When pregnant, the resistance of the pregnant mother is seriously reduced, so women are more susceptible to bacterial and viral infections. One of the most common respiratory infections is the flu. Pregnant women with the flu often have runny nose, cough, fever, headache and body aches. Influenza is very contagious, easy to treat but for pregnant women in the first 3 months if the flu is very easy to affect the fetus such as birth defects, premature birth, low birth weight babies.

Therefore, vaccination against influenza during pregnancy is essential for pregnant women. It is found that pregnant women who have been vaccinated against the flu during pregnancy and have a 25% lower risk of getting the flu. Because the flu vaccine can cross the placenta, enter the blood of the fetus, and protect newborns who have the flu for the first 6 months of life. This is important because babies younger than 6 months of age cannot get the flu shot yet.

It is important to keep in mind that influenza vaccines can be given at any stage of pregnancy or before pregnancy. Therefore, if the shot is given sooner, the mother and baby will be better protected.

Some women worry about getting a flu shot during pregnancy. However, pregnant women do not need to worry because the flu vaccine made from the inactivated virus is very safe for pregnant women.

Pertussis vaccination – diphtheria – tetanus (synthetic nose)

This injection should be given around 27-36 weeks of pregnancy, as soon as possible to prevent newborn babies from pertussis, tetanus and diphtheria.

A lot of cases of babies with pertussis have died. The disease is difficult to detect because many children with pertussis do not have symptoms of cough but they can stop breathing, cyanosis. Therefore, mothers elected to vaccinate pertussis during pregnancy will help newborns have antibodies against the disease while waiting until the baby is 2 months to be vaccinated.

3. Immunizations for pregnant women when indicated

These shots are usually given when the mother is elected to an infected area (traveling, working) or at a high risk of illness.

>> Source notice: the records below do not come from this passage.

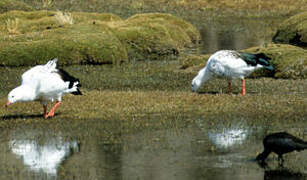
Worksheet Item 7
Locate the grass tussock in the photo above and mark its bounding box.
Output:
[0,11,200,66]
[5,18,19,34]
[273,12,307,47]
[0,0,34,13]
[55,11,74,25]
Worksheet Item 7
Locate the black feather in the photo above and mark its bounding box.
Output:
[256,132,307,162]
[57,68,82,95]
[239,52,274,70]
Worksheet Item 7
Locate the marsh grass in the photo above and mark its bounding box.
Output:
[55,11,74,25]
[0,61,307,131]
[5,18,20,34]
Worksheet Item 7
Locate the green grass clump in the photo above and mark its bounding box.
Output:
[0,0,33,13]
[273,12,307,46]
[114,13,200,60]
[0,11,200,66]
[181,44,307,79]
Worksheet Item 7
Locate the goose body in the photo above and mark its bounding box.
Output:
[191,50,274,95]
[6,59,82,118]
[256,132,307,163]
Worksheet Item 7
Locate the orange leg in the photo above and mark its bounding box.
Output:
[47,101,61,118]
[228,81,232,94]
[241,79,246,96]
[43,105,48,119]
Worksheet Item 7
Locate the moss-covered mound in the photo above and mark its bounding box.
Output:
[0,11,199,66]
[273,12,307,47]
[181,44,307,79]
[114,13,200,59]
[0,0,33,13]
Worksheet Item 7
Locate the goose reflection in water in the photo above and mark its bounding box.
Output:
[10,138,79,176]
[209,128,248,148]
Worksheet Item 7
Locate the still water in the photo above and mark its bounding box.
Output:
[0,14,307,180]
[0,118,307,180]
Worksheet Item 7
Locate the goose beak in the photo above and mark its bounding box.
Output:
[5,101,12,108]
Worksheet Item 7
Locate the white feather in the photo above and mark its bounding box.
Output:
[192,50,263,91]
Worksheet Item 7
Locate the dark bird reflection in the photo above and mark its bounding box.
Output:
[263,168,306,180]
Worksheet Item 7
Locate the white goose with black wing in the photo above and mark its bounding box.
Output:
[6,59,82,118]
[191,50,274,95]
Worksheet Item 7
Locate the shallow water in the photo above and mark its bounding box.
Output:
[0,118,307,180]
[0,13,307,180]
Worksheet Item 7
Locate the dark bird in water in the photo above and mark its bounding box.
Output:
[256,132,307,163]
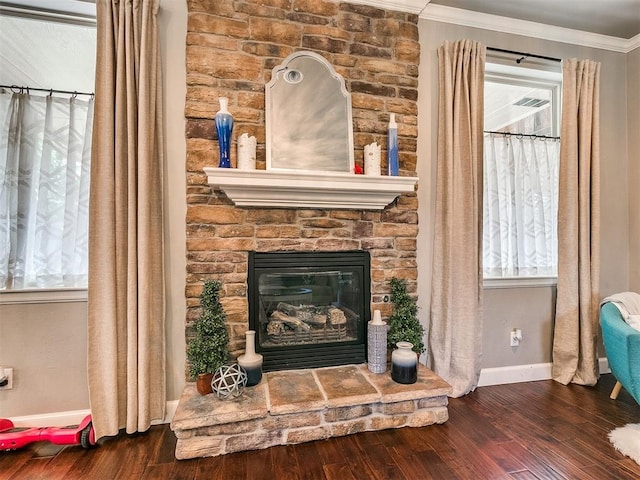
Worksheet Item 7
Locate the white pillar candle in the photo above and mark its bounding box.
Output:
[237,133,256,170]
[364,142,381,176]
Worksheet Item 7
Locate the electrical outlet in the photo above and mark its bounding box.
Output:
[0,367,13,390]
[510,328,522,347]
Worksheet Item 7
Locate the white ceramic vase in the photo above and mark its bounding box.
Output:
[238,330,262,387]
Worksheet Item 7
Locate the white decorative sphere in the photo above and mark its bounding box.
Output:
[211,363,247,400]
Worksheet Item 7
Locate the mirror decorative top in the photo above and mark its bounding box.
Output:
[265,52,354,173]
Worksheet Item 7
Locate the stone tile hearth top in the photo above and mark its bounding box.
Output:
[171,364,452,431]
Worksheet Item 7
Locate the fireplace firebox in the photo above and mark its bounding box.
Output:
[248,251,371,371]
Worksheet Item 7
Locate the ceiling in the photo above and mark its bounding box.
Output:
[0,0,640,40]
[422,0,640,39]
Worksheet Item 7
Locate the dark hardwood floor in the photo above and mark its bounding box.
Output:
[0,375,640,480]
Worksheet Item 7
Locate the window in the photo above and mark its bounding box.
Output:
[0,5,96,292]
[483,63,562,286]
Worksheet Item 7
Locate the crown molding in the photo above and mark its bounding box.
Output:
[420,4,640,53]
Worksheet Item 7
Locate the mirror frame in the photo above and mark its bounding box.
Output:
[265,51,355,173]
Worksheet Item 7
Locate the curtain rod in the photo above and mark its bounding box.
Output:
[484,130,560,140]
[0,85,94,97]
[487,47,562,63]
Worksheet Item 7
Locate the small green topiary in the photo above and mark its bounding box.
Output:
[187,280,229,380]
[387,277,424,353]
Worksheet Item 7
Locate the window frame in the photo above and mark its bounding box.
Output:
[482,59,562,289]
[0,1,97,298]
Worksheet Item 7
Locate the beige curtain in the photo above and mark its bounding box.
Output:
[552,59,600,385]
[88,0,165,438]
[428,40,486,397]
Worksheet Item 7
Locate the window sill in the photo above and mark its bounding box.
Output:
[0,288,87,305]
[482,277,558,290]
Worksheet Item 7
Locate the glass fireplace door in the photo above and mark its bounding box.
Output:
[249,252,370,370]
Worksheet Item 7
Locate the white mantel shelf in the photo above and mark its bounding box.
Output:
[204,167,418,210]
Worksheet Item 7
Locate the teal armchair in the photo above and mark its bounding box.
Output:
[600,303,640,403]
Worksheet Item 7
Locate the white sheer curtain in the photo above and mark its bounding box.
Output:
[0,91,93,289]
[483,134,560,277]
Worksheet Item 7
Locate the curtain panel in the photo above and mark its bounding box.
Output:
[482,134,560,278]
[428,40,486,396]
[88,0,166,438]
[552,59,600,385]
[0,91,94,290]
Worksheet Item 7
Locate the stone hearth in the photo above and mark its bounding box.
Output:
[171,364,452,459]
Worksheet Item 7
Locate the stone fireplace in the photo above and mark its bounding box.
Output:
[247,251,371,371]
[185,0,420,376]
[172,0,451,458]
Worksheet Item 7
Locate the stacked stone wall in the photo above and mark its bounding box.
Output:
[185,0,420,370]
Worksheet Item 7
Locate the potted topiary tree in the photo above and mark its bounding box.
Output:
[187,280,229,395]
[387,277,424,355]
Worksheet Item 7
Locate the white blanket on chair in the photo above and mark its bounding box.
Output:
[600,292,640,330]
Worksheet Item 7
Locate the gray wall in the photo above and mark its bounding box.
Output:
[627,48,640,292]
[418,20,637,368]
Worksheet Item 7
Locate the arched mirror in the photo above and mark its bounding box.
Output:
[265,52,354,172]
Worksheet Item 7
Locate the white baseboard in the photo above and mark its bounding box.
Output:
[478,357,611,387]
[10,357,611,427]
[9,400,178,427]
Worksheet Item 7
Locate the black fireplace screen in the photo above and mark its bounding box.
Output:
[248,251,370,371]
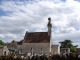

  • Hepatitis A: This vaccine does not affect the fetus and is recommended for women at risk of infection.
  • Hepatitis B: Pregnant women with hepatitis B can have a serious liver infection. Many women who do not have antibodies to the hepatitis B virus but are living with someone with hepatitis B or who have never been vaccinated should get hepatitis B vaccine.
  • Pneumococcal: Pregnant women at high risk of getting pneumococcal bacteria that cause pneumonia, otitis media, and meningitis need to be vaccinated against pneumococcal. The injection schedule can be done from the 2nd trimester onwards, and if possible this shot should be done before you intend to become pregnant.
  • Yellow sauce: Viral diseases transmitted by mosquitoes are particularly dangerous for pregnant women. If you are pregnant and must travel to an infected area, you should consult a specialist before getting vaccinated

Before getting vaccinated, pregnant women need to see and consult with obstetricians as well as vaccine experts. Vaccines for pregnant women must ensure safety before being granted a vaccination certificate. However, a small number of women with atopic allergies must carefully monitor the health status after injection. The phenomenon of mild fever, pain at the injection site is completely normal.